India pledges to work hard for peace in Kashmir
India said today it would work hard to achieve peace with Pakistan during a visit by its military ruler but blamed its neighbour for fuelling the Islamic rebellion in the disputed province of Kashmir.
‘‘We believe that we have to move beyond the confines of history and unless India and Pakistan address the future ... we will be causing a great damage to the peoples of our country,’’ Jaswant Singh, India’s foreign and defence minister, told reporters at a news conference in the Indian capital New Delhi.
Indian Prime Minister Atal Behari Vajpayee surprised Pakistan last week by writing a letter to its military ruler, General Pervez Musharraf, inviting him to India for peace talks and to ‘‘walk the high road’’ to reconciliation.
Pakistan immediately accepted. Dates have not been set for General Musharraf’s visit, which will be the first meeting between officials from the two nuclear-armed neighbours in two years.
Singh said today that the reversal in India’s policy and the willingness to talk was caused by ‘‘changed circumstances’’. He did not specify.
‘‘India’s position is not being absolutist. We have made an assessment on the basis of the situation,’’ he said.
In his letter, Vajpayee said the two sides needed to renew talks in order to address outstanding issues including Kashmir, the Himalayan region that is the centrepiece of five decades of hostility between India and Pakistan.
The enmity has spilled over into three wars, two of them over the rival territorial claims to the mountain province.
Two-thirds of Jammu-Kashmir is controlled by India, the rest by Pakistan, and both claim the entire territory.
Singh reiterated India’s claim today, saying: ‘‘The government is a servant of Parliament and the Parliament has said that the whole of Jammu-Kashmir is a part of India and that has remained unaltered.’’
India alleges that Pakistan arms, trains and funds Islamic guerrillas in the region, helping them enter Indian-controlled Kashmir. Pakistan says it has no control over the rebels’ movement, and that it provides only moral, not material support.
‘‘That terrorism is encouraged and abetted by Pakistan is a fact of life,’’ Singh said, returning to the sharp-edged rhetoric that has marked relations between the two countries for five decades.

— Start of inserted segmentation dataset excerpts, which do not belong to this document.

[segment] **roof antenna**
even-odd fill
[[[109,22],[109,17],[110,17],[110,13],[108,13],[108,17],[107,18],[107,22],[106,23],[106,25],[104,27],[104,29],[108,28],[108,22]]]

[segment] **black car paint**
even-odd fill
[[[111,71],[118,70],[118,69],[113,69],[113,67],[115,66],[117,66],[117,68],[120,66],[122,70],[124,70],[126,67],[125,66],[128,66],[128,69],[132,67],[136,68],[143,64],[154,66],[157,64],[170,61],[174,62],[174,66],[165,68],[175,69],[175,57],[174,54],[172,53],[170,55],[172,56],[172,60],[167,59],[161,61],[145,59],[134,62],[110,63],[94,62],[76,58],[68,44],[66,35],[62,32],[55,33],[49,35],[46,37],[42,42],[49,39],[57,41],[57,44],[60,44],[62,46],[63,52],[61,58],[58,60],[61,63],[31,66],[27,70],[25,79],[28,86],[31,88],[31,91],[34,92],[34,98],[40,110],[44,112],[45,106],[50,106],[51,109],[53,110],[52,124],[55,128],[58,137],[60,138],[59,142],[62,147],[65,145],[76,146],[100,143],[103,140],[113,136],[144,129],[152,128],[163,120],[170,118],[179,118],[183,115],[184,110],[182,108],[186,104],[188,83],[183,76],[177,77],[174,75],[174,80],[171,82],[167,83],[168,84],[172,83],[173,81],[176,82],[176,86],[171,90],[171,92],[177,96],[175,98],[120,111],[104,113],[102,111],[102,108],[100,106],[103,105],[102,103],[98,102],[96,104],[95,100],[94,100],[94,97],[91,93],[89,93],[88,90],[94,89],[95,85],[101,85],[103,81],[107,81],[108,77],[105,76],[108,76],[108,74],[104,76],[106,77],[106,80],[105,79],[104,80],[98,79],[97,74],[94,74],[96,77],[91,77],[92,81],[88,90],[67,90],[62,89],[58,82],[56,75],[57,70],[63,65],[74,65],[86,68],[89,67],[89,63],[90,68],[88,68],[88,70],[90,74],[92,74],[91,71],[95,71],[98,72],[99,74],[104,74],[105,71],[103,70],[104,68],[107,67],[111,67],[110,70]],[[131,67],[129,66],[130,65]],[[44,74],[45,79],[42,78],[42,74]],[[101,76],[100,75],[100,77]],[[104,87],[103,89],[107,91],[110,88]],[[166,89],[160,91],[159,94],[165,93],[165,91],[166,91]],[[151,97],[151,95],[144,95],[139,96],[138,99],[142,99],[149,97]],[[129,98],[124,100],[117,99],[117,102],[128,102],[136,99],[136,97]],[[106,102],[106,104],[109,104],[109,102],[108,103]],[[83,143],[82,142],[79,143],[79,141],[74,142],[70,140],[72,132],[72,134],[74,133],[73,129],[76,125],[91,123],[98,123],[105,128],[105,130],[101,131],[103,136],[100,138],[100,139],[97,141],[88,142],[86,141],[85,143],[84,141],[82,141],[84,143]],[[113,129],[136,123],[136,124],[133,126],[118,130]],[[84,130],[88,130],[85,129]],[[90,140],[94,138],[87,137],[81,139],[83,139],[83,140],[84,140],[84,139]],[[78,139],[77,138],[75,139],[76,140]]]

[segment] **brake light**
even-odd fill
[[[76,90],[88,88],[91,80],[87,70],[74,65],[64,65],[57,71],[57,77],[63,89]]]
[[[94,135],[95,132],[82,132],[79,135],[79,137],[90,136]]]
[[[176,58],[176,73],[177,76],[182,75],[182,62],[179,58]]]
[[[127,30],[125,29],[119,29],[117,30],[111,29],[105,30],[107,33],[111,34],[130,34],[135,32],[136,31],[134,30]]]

‘‘It is really for Pakistan to address itself to the question of what it wants by way of long-term relations with India.’’
The last time heads of state from the two sides met was in February 1999, when Vajpayee visited Lahore, Pakistan, on a peace mission, and he and former Pakistan Prime Minister Nawaz Sharif signed the Lahore Declaration, vowing to pursue peace.
Within months, however, hundreds of Pakistan-based guerrillas, whom India claimed were Pakistani soldiers, had occupied the icy heights of Kargil in northernmost Indian-controlled Kashmir. India fought back the incursion in a 50-day confrontation that witnessed fierce artillery shelling from both sides.
Then Sharif was overthrown and Musharraf, whom Indian security officials accused of planning and executing the Kargil attack, took over.